Reviews of Meanwhile Take My Hand
“The poems are a beacon of light and memory, surrounded by conflict, explosion and interruption.”—Los Angeles Times Book Review
“Elizabeth Macklin’s translation is crisp and pure.”—New York Newsday
“Unusually wise for a young man.”—Booklist
“[Uribe’s] lyricist’s sensibility teaches him to write poems as lucid and lilting as songs.” —The Harvard Book Review
“Elizabeth Macklin is the first American poet to venture deep into
Euskara, that unexplored territory, and she’s found there a
contemporary ancient lyricist.

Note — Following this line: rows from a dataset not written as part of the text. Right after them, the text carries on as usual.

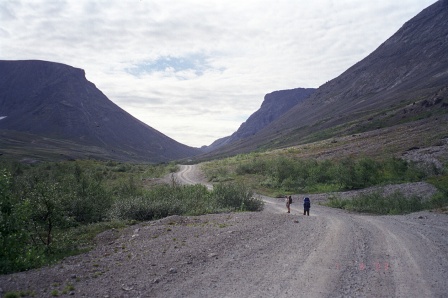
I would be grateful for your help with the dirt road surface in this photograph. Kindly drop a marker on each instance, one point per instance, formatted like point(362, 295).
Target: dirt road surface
point(330, 253)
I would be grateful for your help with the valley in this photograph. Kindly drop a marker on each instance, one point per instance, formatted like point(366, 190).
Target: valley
point(331, 253)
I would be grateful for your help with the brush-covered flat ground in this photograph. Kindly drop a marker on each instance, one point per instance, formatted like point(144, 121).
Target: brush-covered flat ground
point(331, 253)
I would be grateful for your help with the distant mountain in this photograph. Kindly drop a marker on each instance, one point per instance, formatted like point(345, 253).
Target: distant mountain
point(54, 106)
point(275, 104)
point(404, 80)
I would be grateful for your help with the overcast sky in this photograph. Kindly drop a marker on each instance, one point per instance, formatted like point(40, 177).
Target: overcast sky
point(196, 69)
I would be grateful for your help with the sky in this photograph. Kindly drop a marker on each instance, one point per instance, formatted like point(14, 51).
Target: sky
point(195, 70)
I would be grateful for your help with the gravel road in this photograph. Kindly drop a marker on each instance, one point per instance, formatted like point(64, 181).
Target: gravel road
point(330, 253)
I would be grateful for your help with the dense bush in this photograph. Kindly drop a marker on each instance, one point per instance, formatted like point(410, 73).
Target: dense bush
point(45, 209)
point(309, 175)
point(376, 203)
point(236, 197)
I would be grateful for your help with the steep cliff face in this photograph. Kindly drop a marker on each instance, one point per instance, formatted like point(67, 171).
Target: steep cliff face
point(56, 101)
point(275, 104)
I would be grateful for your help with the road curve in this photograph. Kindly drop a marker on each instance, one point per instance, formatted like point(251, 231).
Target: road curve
point(333, 253)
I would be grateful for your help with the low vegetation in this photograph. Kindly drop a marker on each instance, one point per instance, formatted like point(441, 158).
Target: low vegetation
point(280, 174)
point(52, 210)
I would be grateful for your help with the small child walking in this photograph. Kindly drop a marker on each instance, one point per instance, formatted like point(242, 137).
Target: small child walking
point(288, 201)
point(306, 206)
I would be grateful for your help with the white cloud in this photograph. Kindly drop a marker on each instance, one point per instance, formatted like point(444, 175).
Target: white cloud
point(195, 70)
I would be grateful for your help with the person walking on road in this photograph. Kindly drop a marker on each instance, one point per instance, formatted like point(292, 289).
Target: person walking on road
point(288, 201)
point(306, 206)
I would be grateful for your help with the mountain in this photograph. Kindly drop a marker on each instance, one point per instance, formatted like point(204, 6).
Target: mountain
point(405, 79)
point(274, 105)
point(51, 109)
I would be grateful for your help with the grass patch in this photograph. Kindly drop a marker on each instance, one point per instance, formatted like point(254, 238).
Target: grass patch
point(376, 203)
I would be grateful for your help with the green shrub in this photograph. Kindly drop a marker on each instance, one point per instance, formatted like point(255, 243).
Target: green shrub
point(236, 197)
point(376, 203)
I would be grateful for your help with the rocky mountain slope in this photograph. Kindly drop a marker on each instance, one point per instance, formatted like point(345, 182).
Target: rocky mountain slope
point(403, 80)
point(275, 104)
point(54, 106)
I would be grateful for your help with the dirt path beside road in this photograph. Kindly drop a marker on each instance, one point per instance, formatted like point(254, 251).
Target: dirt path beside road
point(330, 253)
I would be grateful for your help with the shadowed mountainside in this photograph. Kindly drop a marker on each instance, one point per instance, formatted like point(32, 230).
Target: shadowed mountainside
point(50, 109)
point(403, 80)
point(275, 104)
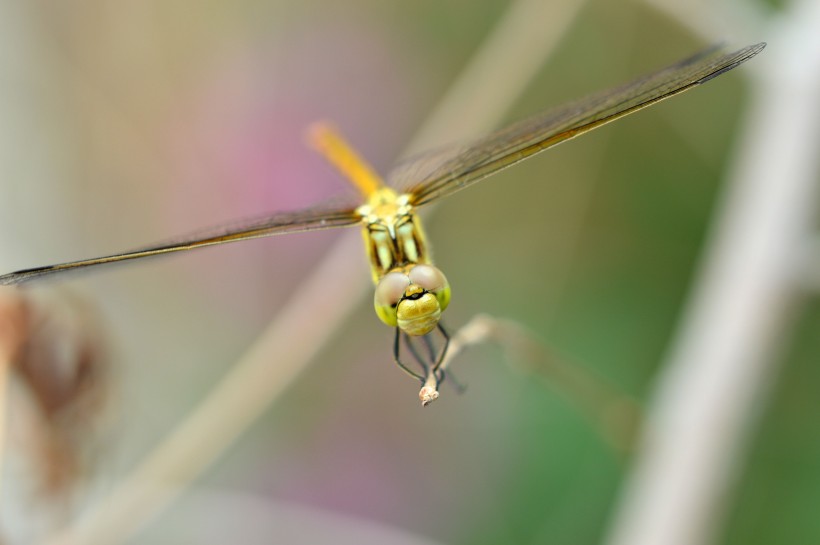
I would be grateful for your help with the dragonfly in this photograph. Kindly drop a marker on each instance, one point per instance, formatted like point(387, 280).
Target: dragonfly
point(411, 293)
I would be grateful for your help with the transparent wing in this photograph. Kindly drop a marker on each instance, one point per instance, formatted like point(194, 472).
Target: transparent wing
point(312, 219)
point(443, 171)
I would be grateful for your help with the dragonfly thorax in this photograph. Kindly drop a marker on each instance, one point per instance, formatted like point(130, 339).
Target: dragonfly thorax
point(392, 233)
point(410, 292)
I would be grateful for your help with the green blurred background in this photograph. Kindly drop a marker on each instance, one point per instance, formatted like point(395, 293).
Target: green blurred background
point(135, 121)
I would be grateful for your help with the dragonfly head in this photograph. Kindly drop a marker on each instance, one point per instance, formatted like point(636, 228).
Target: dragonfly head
point(412, 298)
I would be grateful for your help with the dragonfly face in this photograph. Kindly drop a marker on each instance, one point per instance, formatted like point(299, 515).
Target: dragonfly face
point(411, 293)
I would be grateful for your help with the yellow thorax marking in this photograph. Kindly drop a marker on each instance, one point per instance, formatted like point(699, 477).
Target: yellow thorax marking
point(392, 233)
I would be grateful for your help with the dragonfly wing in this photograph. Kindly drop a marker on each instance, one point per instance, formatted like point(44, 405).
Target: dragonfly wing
point(312, 219)
point(438, 173)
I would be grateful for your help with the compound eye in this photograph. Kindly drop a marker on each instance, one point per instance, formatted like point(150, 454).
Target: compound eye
point(428, 277)
point(388, 294)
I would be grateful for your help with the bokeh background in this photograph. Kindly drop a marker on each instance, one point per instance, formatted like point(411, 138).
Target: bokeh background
point(129, 122)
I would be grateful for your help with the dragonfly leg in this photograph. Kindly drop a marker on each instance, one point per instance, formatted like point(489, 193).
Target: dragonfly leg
point(397, 356)
point(411, 345)
point(443, 352)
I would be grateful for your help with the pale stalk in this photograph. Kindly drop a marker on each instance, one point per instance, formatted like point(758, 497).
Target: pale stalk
point(512, 54)
point(714, 380)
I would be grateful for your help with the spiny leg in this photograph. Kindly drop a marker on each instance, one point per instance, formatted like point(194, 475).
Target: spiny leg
point(443, 352)
point(411, 345)
point(397, 358)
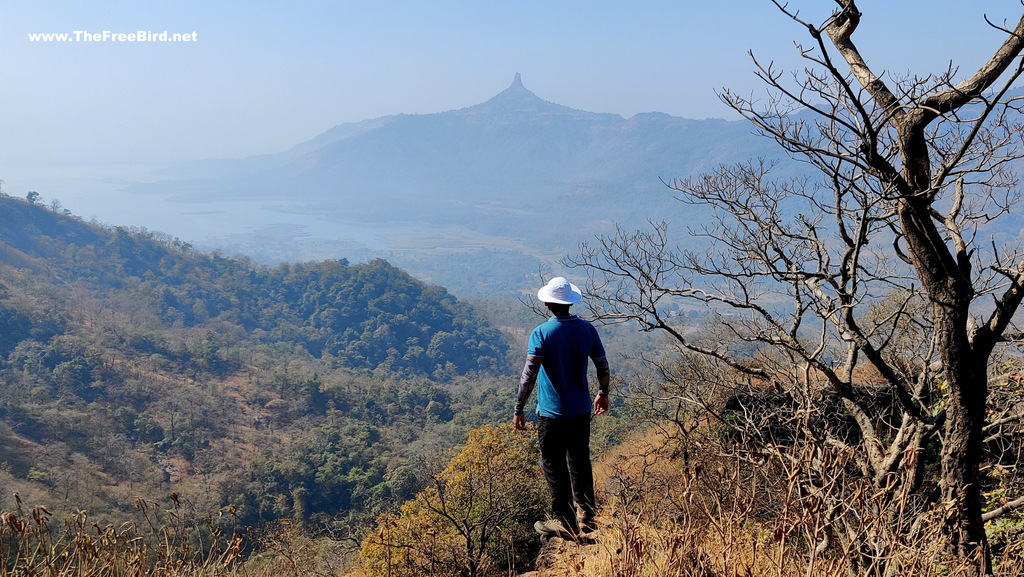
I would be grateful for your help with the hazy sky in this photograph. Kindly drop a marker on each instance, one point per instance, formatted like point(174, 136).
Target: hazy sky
point(261, 76)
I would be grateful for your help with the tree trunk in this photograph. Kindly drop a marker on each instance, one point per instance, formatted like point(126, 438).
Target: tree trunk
point(949, 289)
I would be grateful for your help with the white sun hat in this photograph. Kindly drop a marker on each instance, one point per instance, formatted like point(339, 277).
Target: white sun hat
point(560, 291)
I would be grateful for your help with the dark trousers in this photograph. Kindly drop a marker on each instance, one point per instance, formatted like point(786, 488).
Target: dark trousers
point(565, 460)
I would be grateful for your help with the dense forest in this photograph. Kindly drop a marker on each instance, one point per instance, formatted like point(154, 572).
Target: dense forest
point(132, 365)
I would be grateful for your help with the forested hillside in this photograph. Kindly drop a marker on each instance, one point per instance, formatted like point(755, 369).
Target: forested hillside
point(132, 365)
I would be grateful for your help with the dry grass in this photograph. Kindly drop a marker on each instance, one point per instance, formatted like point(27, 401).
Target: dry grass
point(669, 513)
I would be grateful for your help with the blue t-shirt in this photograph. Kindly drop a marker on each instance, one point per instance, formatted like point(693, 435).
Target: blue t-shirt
point(564, 344)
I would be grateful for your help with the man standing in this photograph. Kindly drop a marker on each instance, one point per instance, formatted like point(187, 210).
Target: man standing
point(556, 364)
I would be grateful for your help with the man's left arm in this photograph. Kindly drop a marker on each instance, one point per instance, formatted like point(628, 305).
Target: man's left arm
point(603, 380)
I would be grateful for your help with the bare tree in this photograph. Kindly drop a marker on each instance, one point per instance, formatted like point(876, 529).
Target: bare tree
point(879, 258)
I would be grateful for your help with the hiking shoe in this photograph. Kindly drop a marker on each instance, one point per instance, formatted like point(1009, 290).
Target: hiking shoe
point(555, 528)
point(587, 524)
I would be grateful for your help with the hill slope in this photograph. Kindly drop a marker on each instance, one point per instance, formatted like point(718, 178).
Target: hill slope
point(132, 365)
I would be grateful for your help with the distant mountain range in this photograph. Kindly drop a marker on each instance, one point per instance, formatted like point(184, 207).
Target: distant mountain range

Fishermen and modernists, history and
eroticism, cuckoos and e-mails, fairy tales and newspaper clippings:
Uribe’s olive tree ‘lives two thousand years but tends to remember
nothing.’ His poems remind us that poetry tends to remember everything.”—Eliot Weinberger
“Thank you Elizabeth Macklin for bringing to English readers the poetry
of Kirmen Uribe written in the oldest European language. Macklin’s
English, like Uribe’s Euskara, is lyrical with a hard edge, sad and
funny, rich in paradoxes. Uribe is a poet of consequence and Macklin
has accomplished no small feat.” —Mark Kurlansky, author of The Basque History of the World
“Sharply alive, prolific of freshness, in Meanwhile Take My Hand
no poem lacks its flash of discovery and verbal surprise. Here is new
pleasure, access freely given to a deep culture unknown to most of us.
A vivid inheritance, written and oral, comes over to us richly in these
savvy, wry, and hope-filled lyrics. Uribe welcomes us with incursive
thought and a ready diction, quick to strike home. Because the English
text is such a joy to read, the translations must be excellent.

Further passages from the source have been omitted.